A refrigerant supply pipe 7 is connected to the end of the conductive pipe 70.
1 is fitted, and an energizing terminal 72 is connected, for example, by brazing near the connection portion of the conductive pipe 70 with the refrigerant supply pipe 71, and the core of the charging power cable 40 is fixed by caulking here. Thus, the primary coil 32 can be excited. Further, the two refrigerant supply pipes 71 extend so as to be integrated along the charging power cable 40, and their ends are connected to a circulating pump (not shown) and a radiator so as to form a closed loop. ing.

Therefore, when the circulation pump is operated, the cooling water flows through the conductive pipe 70 through the refrigerant supply pipe 71 on the outgoing side of the charging cable 40, and this flows again through the refrigerant supply pipe 71 on the backward path of the charging power cable 40. A circulating flow of the refrigerant is generated that is returned from the radiator to the circulating pump.
It is carried by the cooling water and is radiated by the radiator. Thereby, the primary coil 32 can be cooled effectively,
Moreover, since the high frequency current originally has a property that the current flows to the outer peripheral side of the conductive pipe 70 due to the skin effect,
Even if the conductive pipe 70 is hollow, the conductor resistance does not increase. The secondary coil 22 may also be constituted by the conductive pipe 70 and cooled by flowing cooling water. (3) In the above embodiment, the wiping member is provided on both the primary and secondary coil units, but may be provided on at least one of them.

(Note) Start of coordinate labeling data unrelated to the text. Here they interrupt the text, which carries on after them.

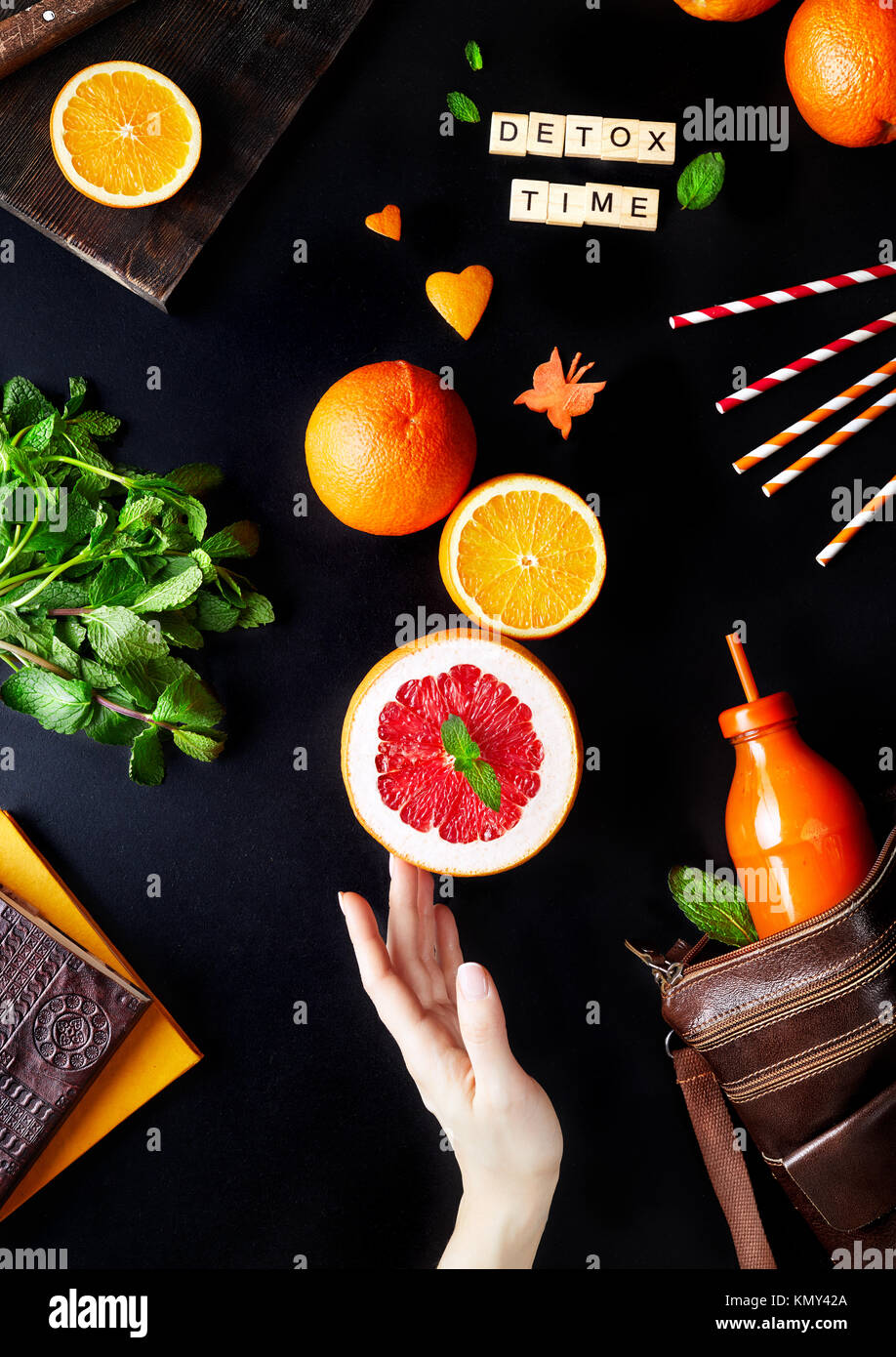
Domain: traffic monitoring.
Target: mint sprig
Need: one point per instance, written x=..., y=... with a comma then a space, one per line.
x=474, y=55
x=462, y=107
x=717, y=907
x=701, y=181
x=104, y=569
x=468, y=761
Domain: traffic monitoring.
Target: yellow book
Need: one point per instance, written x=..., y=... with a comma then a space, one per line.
x=152, y=1054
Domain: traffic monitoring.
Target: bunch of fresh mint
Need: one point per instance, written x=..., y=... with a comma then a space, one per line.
x=103, y=570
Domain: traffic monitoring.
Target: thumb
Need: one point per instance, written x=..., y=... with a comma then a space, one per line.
x=482, y=1026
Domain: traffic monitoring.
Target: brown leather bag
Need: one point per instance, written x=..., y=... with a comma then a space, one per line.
x=797, y=1034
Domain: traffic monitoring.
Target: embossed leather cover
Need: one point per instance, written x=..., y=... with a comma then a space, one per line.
x=62, y=1014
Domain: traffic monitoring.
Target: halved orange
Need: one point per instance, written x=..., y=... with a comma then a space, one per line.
x=125, y=135
x=523, y=554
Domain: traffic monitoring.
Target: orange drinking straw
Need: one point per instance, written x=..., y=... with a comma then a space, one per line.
x=742, y=665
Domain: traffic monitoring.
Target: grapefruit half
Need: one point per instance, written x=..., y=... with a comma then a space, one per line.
x=405, y=780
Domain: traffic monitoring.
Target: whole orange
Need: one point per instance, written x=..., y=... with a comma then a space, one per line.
x=840, y=64
x=389, y=449
x=732, y=11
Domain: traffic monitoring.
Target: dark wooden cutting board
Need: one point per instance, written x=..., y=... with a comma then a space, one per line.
x=247, y=65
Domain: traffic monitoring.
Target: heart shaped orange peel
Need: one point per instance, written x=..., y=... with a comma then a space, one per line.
x=386, y=223
x=461, y=298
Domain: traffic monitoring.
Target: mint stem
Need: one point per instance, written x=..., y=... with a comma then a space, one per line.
x=28, y=657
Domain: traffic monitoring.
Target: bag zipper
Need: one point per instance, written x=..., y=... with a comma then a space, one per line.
x=706, y=1037
x=672, y=974
x=836, y=1050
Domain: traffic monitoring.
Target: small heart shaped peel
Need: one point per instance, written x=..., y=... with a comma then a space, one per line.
x=386, y=223
x=461, y=298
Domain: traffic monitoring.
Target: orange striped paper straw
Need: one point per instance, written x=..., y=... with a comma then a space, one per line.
x=836, y=440
x=830, y=407
x=857, y=522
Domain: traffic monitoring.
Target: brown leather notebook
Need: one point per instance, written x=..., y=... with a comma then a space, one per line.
x=62, y=1012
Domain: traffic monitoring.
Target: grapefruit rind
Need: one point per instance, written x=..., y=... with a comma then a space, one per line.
x=554, y=722
x=462, y=514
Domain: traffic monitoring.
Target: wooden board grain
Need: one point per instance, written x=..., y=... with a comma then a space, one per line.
x=247, y=65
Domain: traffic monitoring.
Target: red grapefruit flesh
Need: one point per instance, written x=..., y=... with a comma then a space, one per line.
x=405, y=786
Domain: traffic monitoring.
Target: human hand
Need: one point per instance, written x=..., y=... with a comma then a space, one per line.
x=447, y=1019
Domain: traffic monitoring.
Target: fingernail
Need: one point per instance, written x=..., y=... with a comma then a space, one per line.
x=472, y=980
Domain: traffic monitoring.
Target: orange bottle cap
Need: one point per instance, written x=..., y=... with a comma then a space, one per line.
x=756, y=716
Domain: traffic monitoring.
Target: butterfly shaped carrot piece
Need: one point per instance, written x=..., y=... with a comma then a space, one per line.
x=561, y=396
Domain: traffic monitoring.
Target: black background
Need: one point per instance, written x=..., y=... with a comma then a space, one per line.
x=309, y=1138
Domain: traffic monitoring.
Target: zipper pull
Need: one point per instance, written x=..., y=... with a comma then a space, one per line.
x=664, y=970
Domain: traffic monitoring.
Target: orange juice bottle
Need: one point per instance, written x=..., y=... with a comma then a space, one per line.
x=795, y=827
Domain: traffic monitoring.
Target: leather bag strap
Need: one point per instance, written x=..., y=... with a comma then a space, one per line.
x=724, y=1163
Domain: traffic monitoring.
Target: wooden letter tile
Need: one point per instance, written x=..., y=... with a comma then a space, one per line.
x=639, y=209
x=566, y=205
x=603, y=204
x=656, y=144
x=583, y=136
x=548, y=132
x=528, y=200
x=509, y=133
x=619, y=139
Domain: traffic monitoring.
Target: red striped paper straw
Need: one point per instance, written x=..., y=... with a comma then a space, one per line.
x=811, y=360
x=836, y=440
x=774, y=299
x=857, y=522
x=830, y=407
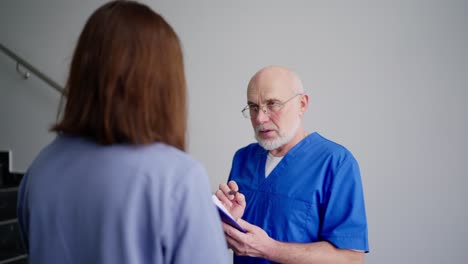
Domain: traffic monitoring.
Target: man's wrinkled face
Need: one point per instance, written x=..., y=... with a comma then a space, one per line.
x=273, y=129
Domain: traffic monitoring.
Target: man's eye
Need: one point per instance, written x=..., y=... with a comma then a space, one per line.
x=273, y=105
x=253, y=107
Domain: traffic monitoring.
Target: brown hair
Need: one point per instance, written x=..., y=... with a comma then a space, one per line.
x=126, y=82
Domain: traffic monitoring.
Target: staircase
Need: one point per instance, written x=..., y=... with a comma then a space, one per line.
x=11, y=246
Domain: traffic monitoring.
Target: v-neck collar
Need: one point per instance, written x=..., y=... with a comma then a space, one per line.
x=296, y=151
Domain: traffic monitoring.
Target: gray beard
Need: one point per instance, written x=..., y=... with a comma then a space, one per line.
x=280, y=141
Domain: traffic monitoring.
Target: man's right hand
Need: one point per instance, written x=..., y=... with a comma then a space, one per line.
x=232, y=199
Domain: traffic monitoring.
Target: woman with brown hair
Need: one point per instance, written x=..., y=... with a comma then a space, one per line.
x=116, y=186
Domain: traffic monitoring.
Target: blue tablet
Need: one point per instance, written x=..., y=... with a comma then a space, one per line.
x=226, y=217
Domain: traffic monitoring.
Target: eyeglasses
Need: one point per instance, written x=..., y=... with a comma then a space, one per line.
x=251, y=110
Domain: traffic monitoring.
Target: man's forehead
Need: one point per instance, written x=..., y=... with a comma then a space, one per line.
x=268, y=90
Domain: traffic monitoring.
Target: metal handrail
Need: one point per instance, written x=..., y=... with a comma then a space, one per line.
x=22, y=62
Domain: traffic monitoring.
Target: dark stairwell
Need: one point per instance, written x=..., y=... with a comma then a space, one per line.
x=11, y=246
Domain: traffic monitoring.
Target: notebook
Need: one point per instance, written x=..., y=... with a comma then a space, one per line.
x=226, y=217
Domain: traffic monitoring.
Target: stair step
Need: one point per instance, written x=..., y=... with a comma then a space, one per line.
x=10, y=240
x=8, y=200
x=21, y=259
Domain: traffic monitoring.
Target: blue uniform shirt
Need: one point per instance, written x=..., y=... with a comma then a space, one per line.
x=81, y=202
x=314, y=194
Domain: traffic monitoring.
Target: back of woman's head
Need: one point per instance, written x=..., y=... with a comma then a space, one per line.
x=126, y=82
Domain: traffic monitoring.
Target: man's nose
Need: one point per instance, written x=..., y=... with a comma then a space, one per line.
x=262, y=115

[Brief description of the drawings]

FIG. 1 is a side view schematically showing a charging system of the present invention.

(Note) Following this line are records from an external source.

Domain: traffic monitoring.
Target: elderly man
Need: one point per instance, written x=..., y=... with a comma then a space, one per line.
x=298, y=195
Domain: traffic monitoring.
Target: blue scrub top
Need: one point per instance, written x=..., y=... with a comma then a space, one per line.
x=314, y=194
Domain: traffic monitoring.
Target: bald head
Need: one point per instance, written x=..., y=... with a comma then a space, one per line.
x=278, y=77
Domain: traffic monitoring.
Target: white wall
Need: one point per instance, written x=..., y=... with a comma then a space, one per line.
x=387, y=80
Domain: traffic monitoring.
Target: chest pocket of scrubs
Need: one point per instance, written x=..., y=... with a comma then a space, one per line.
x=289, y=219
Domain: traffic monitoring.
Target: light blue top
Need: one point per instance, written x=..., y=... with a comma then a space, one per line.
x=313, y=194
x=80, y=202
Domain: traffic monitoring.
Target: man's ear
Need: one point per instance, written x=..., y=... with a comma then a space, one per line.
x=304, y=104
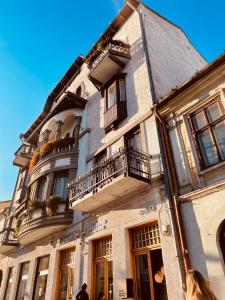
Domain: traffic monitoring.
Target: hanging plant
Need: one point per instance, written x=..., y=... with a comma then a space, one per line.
x=51, y=204
x=34, y=160
x=34, y=204
x=17, y=227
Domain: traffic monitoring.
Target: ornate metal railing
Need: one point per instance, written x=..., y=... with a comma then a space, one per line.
x=127, y=162
x=25, y=149
x=122, y=50
x=7, y=236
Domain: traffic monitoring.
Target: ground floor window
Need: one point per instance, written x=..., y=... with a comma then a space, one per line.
x=41, y=278
x=8, y=284
x=22, y=283
x=65, y=286
x=149, y=276
x=103, y=268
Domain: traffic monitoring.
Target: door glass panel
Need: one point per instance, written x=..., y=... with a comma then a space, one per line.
x=213, y=112
x=66, y=276
x=41, y=278
x=9, y=284
x=110, y=280
x=219, y=131
x=199, y=120
x=158, y=275
x=99, y=278
x=111, y=97
x=142, y=277
x=22, y=281
x=208, y=148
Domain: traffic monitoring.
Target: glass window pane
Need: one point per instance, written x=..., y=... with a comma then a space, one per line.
x=208, y=148
x=199, y=120
x=111, y=97
x=142, y=277
x=213, y=112
x=219, y=131
x=110, y=279
x=122, y=90
x=60, y=187
x=41, y=190
x=41, y=278
x=99, y=278
x=9, y=283
x=22, y=281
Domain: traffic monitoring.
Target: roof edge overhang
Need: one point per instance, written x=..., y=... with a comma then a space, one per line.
x=73, y=71
x=192, y=80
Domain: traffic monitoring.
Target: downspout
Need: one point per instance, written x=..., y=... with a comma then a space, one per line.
x=169, y=191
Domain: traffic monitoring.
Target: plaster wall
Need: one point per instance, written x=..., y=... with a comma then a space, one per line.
x=173, y=58
x=202, y=219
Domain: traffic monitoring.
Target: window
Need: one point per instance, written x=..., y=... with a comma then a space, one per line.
x=115, y=92
x=133, y=139
x=41, y=189
x=66, y=274
x=9, y=283
x=41, y=278
x=60, y=186
x=103, y=268
x=147, y=262
x=22, y=283
x=208, y=131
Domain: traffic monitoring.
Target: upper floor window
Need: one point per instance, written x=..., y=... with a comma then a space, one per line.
x=115, y=101
x=208, y=130
x=60, y=186
x=133, y=139
x=115, y=92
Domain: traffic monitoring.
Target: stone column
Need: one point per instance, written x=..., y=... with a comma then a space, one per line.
x=58, y=129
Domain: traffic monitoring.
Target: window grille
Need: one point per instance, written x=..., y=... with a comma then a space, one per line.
x=146, y=236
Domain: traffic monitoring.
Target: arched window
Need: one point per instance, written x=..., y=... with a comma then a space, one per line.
x=222, y=240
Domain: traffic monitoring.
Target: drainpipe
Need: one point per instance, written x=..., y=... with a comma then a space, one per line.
x=169, y=190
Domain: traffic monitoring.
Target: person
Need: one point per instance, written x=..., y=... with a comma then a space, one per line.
x=82, y=295
x=197, y=287
x=101, y=296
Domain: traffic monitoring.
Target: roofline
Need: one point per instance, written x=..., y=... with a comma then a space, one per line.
x=73, y=70
x=192, y=80
x=173, y=24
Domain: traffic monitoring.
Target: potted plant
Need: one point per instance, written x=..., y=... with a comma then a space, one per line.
x=51, y=204
x=17, y=227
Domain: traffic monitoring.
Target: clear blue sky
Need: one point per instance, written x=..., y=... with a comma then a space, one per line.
x=40, y=39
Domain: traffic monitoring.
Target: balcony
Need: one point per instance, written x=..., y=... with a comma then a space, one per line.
x=33, y=224
x=125, y=173
x=111, y=58
x=8, y=241
x=23, y=156
x=58, y=150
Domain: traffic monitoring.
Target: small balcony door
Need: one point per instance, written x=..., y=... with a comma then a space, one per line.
x=65, y=286
x=103, y=268
x=149, y=276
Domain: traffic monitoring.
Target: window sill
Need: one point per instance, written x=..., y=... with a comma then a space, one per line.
x=219, y=165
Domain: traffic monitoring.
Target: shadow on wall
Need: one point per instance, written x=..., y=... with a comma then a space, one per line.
x=194, y=239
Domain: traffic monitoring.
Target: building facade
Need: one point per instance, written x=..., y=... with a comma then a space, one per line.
x=91, y=203
x=192, y=121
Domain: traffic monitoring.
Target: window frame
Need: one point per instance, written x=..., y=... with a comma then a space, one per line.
x=115, y=79
x=57, y=175
x=208, y=127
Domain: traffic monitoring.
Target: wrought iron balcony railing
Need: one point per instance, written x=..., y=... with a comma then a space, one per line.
x=7, y=237
x=112, y=48
x=126, y=162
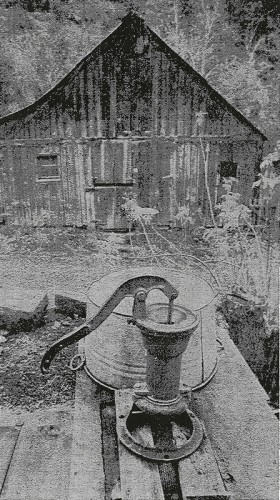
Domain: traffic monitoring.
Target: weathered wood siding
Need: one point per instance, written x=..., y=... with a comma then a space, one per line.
x=127, y=111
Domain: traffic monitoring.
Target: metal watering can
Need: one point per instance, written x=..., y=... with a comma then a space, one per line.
x=115, y=356
x=157, y=363
x=166, y=330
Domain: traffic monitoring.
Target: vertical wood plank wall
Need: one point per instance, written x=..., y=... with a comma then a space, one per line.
x=131, y=98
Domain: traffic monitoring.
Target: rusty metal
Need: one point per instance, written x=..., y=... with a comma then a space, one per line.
x=166, y=330
x=159, y=403
x=135, y=287
x=115, y=355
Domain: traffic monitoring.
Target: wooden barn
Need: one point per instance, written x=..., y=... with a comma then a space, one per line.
x=131, y=119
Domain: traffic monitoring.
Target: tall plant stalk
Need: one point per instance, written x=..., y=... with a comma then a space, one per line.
x=206, y=165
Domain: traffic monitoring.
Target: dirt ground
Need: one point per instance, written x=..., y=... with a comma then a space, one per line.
x=47, y=260
x=51, y=260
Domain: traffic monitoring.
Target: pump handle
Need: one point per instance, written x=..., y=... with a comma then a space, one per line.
x=130, y=288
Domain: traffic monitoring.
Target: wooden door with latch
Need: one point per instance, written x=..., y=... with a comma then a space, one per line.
x=112, y=183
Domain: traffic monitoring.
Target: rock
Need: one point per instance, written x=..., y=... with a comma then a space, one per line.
x=66, y=323
x=22, y=309
x=70, y=303
x=56, y=325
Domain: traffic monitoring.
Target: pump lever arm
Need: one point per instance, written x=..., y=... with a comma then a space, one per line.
x=129, y=288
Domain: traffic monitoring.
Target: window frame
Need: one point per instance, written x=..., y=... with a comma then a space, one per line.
x=47, y=178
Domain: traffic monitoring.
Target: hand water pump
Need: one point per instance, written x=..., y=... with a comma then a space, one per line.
x=166, y=330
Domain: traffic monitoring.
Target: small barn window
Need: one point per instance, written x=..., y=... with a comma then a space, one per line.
x=47, y=167
x=228, y=169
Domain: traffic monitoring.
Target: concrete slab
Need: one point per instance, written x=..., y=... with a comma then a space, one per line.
x=21, y=309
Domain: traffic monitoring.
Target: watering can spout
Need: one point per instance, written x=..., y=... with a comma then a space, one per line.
x=138, y=288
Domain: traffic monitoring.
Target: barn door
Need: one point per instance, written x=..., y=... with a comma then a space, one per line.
x=142, y=172
x=111, y=171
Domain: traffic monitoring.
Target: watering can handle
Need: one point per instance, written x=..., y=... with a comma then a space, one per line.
x=137, y=288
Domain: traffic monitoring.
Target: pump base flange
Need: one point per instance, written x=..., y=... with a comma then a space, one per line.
x=159, y=452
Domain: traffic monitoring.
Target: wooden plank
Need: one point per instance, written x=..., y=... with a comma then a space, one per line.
x=140, y=478
x=199, y=474
x=242, y=427
x=8, y=439
x=41, y=461
x=87, y=481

FIG. 2 is a perspective view showing primary and secondary coil units showing the first embodiment of the present invention.

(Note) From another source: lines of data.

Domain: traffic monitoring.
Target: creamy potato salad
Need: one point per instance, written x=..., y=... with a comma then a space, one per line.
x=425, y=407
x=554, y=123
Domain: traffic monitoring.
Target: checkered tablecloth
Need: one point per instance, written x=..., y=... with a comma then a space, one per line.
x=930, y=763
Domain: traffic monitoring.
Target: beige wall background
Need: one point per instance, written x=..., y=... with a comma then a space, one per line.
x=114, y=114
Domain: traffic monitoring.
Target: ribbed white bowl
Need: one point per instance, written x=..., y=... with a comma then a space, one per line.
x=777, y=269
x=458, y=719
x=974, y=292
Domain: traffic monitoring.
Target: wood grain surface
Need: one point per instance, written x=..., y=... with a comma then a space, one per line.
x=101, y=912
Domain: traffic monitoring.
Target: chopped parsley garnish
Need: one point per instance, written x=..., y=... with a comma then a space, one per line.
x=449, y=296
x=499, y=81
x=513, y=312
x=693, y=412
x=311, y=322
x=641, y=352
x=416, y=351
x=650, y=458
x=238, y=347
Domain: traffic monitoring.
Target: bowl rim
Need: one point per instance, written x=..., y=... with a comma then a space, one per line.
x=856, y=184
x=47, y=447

FIG. 3 is a vertical sectional view

FIG. 4 is a longitudinal sectional view showing a process of inserting the primary coil unit.

FIG. 5 is a cross-sectional view showing primary and secondary coil units according to another embodiment.

FIG. 6 is a sectional view showing a conventional magnetic coupling device for charging an electric vehicle.

[Explanation of symbols]

 EV electric vehicle 12 receiving part 20 secondary coil unit 21 secondary core 22 secondary coil 30 primary coil unit 32 secondary coil 33 secondary core 60 wiping member

 ──────────────────────────────────────────────────続 き Continued on the front page (72) Inventor Akashi Arisaka 1-3-1 Shimaya, Konohana-ku, Osaka-shi, Osaka Sumitomo Electric Industries, Ltd. (72) Inventor Toshiro Shimada 1-chome, Shimaya, Konohana-ku, Osaka-shi, Osaka 1-3 No. Sumitomo Electric Industries, Ltd.

Claims (2)

[Claims] 1. A primary coil unit comprising a primary core and a primary coil, wherein the primary coil unit comprises a primary core and a primary coil, and a secondary core and a secondary core provided in the electric vehicle. And a secondary coil unit comprising a secondary coil, wherein the primary coil unit is inserted into the electric vehicle side and the primary and secondary cores are joined to form a closed-loop magnetic circuit. In the state in which the primary coil is excited by the charging power supply to generate an electromotive force in the secondary coil to charge the power storage device, the primary or secondary coil unit includes: A magnetic coupling device for charging an electric vehicle, comprising a wiping member for wiping a joint surface of a mating core when a primary coil unit is inserted. 2. The magnetic coupling device for charging an electric vehicle according to claim 1, wherein the wiping member is provided at a position where the wiping member wipes a bonding surface of a front mating core prior to bonding of both cores.